By coincidence I was at his shop buying some wire for a new gaff bridle from his son John, paying his granddaughters who were working the same register I worked in the 1970s when I was the clerk with Leonard’s other son Geoffrey, and I asked John how the Cap was faring, but the news was sad, and the prospects of a visit weren’t good. Today I learned he passed.

The Francis Minot
I will remember Leonard Peck as a literary man (a Harvard English major), with a Lincolnesque white beard, and a laconic way of speaking that belied a love for telling a good yarn. He was one of the last of a generation of Cotusions (his son John’s coinage) that made their living on and around the water, running Peck’s Boats forever, building Cotuit Skiffs, and his incongruous tugboat, the Francis Minot.

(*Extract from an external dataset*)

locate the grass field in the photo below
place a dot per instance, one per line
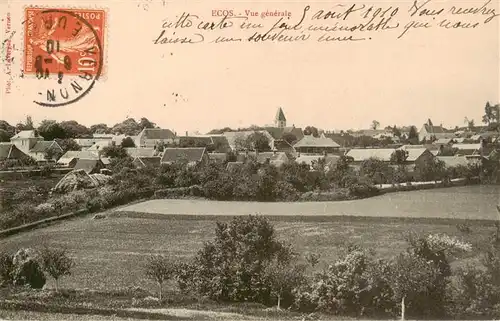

The Peck’s and Churbuck’s were close families. My grandfather gave Leonard his frame for building skiffs, the Peck’s rented this house one winter in the late 40s or early 50s when my grandparents moved off Cape. I sailed with his sons, Geoff and John, but only knew his eldest, the late Bill Peck, from afar. All three were named after Leonard’s favorite authors, Geoffrey Chaucer, John Milton, and William Shakespeare.
Leonard took the Francis Minot on an epic voyage down the Mississippi and back up the east coast. He wrote a memoir about his life in Cotuit, For Golden Friends I Had, and last year, at the dinner commemorating the 100th annivesary of the Cotuit Mosquito Yacht Club, delivered a masterful speech about the yacht club, and the fleet he helped build.
My condolences to his wife Betty, his sons, John and Geoff, and his grandchildren. This is Cotuit’s loss.